Organisme de réglementation des valeurs mobilières responsable
Alberta Securities Commission (ASC)
Type of Misconduct Committed
- Deceiving investors
- Operating a Ponzi scheme
Base Finance was created by Breitkreutz in 1984 as a private mortgage investment company. He was the sole director and shareholder, and Way was the office manager and sole employee.
From August 2004 to September 2015, Base Finance raised about $137 million from hundreds of investors. Investors were led to believe they were providing short-term loans to Base Finance for its mortgage-lending business. Many thought their investments were secured by mortgages on real estate located in Alberta. In reality, investors were being deceived and Base Finance was instead investing in oil and gas interests in the United States. There was little evidence to suggest that Base Finance was operating a legitimate mortgage-lending business.

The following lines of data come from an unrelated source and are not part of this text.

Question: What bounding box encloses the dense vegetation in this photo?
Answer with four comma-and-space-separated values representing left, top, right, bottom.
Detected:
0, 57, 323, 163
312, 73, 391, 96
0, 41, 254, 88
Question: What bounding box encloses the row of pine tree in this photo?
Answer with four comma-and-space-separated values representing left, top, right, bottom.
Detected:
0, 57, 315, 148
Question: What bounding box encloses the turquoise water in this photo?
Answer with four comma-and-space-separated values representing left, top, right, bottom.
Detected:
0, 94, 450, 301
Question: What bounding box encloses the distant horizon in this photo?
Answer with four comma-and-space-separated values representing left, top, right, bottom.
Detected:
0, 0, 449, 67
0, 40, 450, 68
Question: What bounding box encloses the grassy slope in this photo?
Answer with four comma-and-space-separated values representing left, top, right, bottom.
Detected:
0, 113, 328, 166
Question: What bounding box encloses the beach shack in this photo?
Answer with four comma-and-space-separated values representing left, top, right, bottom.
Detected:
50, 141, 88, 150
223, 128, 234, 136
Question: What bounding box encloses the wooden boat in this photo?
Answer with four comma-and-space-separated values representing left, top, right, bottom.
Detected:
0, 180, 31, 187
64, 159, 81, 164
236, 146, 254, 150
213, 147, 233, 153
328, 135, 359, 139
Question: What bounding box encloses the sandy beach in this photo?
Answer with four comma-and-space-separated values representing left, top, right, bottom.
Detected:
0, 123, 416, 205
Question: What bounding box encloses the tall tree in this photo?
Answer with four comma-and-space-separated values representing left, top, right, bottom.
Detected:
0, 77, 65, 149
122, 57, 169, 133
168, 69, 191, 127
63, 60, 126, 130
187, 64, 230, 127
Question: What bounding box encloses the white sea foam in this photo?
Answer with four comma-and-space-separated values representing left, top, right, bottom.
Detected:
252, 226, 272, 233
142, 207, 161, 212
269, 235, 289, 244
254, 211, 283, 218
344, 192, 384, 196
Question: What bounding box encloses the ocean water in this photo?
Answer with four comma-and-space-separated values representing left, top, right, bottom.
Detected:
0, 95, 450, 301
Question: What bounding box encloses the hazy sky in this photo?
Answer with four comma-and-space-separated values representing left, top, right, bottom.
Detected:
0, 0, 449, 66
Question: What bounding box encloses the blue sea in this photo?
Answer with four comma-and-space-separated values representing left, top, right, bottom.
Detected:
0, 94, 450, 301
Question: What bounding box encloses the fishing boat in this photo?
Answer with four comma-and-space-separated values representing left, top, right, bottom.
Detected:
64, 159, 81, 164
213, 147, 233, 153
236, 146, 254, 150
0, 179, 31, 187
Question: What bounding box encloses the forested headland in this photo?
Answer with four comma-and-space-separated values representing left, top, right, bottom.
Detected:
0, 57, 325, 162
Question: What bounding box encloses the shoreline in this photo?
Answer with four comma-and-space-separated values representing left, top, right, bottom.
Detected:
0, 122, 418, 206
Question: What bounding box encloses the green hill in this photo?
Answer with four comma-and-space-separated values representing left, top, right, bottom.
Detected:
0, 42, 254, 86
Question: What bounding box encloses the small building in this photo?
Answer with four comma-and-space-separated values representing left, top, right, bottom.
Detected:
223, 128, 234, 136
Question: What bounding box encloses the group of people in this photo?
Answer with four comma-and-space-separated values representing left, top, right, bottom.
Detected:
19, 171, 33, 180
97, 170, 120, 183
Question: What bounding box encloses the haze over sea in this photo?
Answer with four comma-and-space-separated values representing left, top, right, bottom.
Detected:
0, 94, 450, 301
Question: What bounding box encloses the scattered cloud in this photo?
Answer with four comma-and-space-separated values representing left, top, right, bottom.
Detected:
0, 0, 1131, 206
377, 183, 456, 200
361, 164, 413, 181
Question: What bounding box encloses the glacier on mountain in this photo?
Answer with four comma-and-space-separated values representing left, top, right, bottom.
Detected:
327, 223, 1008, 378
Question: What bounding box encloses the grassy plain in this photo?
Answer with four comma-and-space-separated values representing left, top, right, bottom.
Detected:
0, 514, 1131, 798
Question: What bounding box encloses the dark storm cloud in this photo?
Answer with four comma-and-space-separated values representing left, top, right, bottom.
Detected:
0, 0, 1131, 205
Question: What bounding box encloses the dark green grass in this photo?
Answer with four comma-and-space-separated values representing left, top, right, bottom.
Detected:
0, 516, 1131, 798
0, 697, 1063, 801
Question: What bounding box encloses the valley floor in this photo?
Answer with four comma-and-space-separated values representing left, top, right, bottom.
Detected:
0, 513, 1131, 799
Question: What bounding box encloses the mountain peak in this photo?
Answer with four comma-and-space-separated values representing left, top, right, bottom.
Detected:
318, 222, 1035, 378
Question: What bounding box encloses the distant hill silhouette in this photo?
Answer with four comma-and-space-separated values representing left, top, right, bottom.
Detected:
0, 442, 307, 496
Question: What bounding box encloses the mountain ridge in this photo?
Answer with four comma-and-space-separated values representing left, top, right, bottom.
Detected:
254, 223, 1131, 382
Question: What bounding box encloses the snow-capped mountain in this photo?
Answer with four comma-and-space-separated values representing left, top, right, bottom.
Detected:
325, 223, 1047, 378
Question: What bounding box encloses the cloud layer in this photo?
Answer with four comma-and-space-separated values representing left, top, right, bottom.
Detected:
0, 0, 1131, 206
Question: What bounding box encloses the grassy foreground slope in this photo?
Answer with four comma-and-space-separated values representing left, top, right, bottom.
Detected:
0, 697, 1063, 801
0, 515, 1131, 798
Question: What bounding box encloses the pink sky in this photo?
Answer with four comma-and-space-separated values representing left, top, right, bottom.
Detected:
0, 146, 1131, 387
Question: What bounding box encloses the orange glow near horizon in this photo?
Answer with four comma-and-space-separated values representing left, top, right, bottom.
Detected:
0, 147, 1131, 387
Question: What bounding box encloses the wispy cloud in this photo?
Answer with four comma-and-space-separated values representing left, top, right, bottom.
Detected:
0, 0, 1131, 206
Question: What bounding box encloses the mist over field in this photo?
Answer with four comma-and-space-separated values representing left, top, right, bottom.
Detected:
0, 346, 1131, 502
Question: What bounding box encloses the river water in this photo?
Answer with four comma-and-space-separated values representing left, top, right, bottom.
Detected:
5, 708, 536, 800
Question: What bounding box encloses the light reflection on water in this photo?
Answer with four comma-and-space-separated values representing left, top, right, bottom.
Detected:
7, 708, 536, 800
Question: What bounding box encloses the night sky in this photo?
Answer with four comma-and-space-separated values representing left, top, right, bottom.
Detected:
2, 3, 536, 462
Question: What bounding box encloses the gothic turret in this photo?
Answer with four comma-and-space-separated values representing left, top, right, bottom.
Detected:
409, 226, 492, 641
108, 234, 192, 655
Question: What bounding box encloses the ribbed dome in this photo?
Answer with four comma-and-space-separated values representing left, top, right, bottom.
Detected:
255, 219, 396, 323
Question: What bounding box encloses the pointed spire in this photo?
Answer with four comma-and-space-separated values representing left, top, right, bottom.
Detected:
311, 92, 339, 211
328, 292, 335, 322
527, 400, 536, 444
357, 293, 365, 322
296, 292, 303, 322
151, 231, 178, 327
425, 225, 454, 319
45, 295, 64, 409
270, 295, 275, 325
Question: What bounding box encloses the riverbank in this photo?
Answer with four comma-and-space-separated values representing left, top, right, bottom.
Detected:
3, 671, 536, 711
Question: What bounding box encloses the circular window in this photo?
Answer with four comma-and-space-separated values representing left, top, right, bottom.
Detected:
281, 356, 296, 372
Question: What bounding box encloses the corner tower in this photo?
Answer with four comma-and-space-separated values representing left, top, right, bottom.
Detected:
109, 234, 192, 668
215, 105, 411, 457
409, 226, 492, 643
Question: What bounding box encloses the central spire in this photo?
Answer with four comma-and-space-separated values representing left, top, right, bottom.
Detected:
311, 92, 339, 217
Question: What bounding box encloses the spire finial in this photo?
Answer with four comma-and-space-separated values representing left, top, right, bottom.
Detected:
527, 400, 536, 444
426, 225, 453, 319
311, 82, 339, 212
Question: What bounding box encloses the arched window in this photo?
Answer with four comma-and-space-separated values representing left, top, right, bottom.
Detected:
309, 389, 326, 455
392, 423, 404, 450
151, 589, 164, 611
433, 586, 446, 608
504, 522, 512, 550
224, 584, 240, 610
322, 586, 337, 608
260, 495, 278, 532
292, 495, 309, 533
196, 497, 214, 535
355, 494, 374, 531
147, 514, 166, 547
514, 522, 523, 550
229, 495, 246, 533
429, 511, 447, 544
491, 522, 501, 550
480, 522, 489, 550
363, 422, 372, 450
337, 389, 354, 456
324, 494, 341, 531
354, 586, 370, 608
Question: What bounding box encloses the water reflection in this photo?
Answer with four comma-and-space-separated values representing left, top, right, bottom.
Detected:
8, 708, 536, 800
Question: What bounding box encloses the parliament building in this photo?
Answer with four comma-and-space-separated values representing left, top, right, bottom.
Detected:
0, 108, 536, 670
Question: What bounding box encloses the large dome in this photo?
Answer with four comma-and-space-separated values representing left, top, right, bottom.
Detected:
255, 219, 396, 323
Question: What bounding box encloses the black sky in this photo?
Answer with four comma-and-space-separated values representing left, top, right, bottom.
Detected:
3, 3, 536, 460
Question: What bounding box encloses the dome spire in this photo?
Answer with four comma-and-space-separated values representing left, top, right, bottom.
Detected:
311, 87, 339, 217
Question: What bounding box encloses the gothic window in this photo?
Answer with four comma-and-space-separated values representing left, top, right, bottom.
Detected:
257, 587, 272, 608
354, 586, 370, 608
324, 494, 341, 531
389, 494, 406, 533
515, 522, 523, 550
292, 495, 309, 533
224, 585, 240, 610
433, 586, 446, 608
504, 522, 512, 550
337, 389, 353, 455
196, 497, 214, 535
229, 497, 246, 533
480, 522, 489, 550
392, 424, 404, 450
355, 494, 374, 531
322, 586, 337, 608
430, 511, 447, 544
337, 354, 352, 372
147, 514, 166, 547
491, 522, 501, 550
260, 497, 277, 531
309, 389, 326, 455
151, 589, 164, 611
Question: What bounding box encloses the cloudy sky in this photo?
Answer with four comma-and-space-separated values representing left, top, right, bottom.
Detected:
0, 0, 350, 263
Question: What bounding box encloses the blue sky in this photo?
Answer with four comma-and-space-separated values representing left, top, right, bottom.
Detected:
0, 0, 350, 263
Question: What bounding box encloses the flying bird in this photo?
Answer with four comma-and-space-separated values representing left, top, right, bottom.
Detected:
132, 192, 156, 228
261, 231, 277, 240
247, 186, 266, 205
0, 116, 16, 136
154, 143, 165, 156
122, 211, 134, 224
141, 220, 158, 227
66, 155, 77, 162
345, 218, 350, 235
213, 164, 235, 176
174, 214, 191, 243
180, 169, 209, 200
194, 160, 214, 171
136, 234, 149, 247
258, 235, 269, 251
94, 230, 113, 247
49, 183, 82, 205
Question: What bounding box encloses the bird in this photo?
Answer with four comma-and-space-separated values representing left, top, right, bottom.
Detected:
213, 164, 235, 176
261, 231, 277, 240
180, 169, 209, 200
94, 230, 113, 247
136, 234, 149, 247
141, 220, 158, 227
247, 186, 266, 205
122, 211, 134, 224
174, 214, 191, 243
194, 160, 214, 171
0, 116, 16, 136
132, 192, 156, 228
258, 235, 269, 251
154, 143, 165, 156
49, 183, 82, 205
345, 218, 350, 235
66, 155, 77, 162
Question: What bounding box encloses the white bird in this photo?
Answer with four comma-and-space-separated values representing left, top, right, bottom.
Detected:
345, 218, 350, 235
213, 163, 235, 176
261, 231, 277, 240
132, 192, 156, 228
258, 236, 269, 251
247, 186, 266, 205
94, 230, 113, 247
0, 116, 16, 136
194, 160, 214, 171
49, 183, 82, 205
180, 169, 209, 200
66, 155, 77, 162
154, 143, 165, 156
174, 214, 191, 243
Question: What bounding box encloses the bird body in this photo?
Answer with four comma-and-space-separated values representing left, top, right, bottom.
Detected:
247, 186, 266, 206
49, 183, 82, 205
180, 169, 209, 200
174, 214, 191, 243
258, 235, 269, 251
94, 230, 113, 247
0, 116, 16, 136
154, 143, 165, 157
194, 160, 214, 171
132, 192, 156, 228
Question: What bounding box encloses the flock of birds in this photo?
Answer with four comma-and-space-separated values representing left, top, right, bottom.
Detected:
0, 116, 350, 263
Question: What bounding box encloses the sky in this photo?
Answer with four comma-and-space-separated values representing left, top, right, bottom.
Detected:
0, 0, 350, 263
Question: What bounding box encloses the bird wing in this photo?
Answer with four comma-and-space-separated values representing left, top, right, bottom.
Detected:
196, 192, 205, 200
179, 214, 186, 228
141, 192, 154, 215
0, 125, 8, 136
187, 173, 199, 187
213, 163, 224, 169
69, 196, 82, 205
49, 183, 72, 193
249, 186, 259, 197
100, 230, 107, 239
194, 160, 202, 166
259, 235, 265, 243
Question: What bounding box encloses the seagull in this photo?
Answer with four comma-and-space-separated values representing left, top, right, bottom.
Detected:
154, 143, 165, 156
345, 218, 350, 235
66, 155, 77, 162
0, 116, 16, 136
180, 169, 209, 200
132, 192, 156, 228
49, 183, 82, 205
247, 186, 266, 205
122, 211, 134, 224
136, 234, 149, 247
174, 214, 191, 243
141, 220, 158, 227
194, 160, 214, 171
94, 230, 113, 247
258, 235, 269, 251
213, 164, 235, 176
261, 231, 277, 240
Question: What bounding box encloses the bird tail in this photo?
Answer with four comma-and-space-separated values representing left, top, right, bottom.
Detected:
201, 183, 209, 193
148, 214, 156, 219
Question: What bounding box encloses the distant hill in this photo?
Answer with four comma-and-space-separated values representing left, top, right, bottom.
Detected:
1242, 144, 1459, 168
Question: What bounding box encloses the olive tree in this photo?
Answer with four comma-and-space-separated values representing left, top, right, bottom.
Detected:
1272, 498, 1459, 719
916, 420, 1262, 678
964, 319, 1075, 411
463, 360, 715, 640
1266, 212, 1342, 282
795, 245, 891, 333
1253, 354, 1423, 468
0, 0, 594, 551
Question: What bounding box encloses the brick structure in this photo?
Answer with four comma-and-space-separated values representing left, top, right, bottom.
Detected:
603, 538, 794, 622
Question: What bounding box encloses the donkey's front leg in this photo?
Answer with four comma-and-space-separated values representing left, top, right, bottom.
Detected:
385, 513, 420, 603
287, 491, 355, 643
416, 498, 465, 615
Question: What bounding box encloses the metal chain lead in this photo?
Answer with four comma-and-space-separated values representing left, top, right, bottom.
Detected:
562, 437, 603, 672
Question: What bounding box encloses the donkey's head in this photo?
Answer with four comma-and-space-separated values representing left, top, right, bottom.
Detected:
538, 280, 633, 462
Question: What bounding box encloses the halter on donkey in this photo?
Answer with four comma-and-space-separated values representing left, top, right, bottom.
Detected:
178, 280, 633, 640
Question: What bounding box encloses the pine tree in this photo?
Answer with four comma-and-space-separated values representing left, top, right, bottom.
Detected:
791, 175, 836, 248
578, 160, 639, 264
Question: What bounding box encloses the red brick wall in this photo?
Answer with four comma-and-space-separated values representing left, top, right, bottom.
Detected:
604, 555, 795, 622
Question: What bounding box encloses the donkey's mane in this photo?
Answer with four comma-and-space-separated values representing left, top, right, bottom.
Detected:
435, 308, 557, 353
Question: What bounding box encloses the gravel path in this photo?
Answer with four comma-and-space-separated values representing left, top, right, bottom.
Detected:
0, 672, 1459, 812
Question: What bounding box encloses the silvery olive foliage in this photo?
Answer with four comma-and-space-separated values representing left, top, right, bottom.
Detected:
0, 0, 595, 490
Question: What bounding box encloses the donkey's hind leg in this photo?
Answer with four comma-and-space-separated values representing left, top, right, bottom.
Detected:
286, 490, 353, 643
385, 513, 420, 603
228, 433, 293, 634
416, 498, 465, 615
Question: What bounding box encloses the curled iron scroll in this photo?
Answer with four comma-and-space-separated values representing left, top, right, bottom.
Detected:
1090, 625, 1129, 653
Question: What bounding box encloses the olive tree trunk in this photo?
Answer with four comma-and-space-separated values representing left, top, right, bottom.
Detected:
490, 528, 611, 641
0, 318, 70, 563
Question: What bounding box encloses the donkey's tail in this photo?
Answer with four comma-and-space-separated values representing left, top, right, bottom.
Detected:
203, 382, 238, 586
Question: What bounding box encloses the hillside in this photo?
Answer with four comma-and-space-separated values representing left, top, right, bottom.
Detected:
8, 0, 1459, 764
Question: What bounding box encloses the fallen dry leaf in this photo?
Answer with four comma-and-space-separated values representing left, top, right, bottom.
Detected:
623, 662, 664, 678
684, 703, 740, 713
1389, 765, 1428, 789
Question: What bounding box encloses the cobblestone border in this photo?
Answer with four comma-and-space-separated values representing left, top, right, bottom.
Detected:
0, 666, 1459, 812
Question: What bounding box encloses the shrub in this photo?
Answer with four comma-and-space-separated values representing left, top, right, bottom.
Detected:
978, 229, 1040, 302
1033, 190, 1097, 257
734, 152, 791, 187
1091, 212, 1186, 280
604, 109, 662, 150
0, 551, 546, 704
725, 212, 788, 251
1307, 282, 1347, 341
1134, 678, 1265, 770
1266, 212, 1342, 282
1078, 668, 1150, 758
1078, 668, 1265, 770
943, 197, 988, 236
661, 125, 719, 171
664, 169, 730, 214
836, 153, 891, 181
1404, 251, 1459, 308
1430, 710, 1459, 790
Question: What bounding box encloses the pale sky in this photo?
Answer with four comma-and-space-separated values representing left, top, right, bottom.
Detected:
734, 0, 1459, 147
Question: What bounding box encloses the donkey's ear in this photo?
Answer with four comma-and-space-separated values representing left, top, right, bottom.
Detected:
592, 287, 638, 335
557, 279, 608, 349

In September 2015, an RBC representative contacted the ASC about suspicious activities in Base Finance’s account. The ASC began an investigation and issued an order to freeze Base Finance’s RBC account. In October 2015, the Alberta Court of Queen’s Bench ordered Base Finance into receivership and at the beginning of November 2015, the ASC issued an order that all trading in securities of Base Finance cease.
At the time of receivership, Base Finance reportedly owed approximately $122 million to about 240 investors. It had paid approximately $125 million to existing investors from other investors’ funds as purported returns. However, by the time the scheme collapsed, most of the investors – many of them elderly – recovered little, if anything. Many elderly investors invested their retirement savings and lost their hard-earned savings. Their lives, and the lives of those around them were significantly impacted.
On March 2, 2018, an ASC panel found that Breitkreutz, Way and Base Finance contravened the Securities Act (Alberta). The panel noted that they deceived hundreds of investors in a Ponzi scheme that is considered among the worst frauds perpetrated in Alberta.
On February 21, 2019, sanctions were ordered as noted below.
The ASC panel ordered that:
- Breitkreutz must pay an administrative penalty of $1 million, a disgorgement order of $2,671,406 and investigation and hearing costs of $100,000;
- Way must pay an administrative penalty of $150,000, a disgorgement order of $362,049 and investigation and hearing costs of $50,000; and
- Breitkreutz, Base Finance and Way are subject to extensive market-access bans. Among an array of other bans outlined in the decision, Breitkreutz and Base Finance are permanently banned from trading in or purchasing securities and derivatives. Way is banned from trading in or purchasing securities and derivatives for 20 years or until the monetary orders against her are paid, whichever is later.
- On June 18, 2021, Way was sentenced to three years in a federal penitentiary for her role in this Ponzi scheme. A date for Breitkreutz’s sentencing will be set on July 8, 2021.
Key Takeaway for Investors
Here are key takeaways that investors can learn from the Base Finance case:
- Always check that the person or firm is registered to sell securities – Lack of registration is a key red flag of fraud and in this case, Base Finance, Breitkreutz and Way were not registered to sell securities. This simple step is a great way to start protecting yourself from investment fraud. Click here to check if your investment adviser or firm is registered. If they’re not, seek professional advice and proceed with extreme caution.
- Do your research and watch for signs of potential fraud – When it comes to your money, the best decisions are informed ones. You should always err on the side of caution, do your own research and check the registration of anyone selling an opportunity before giving away your money.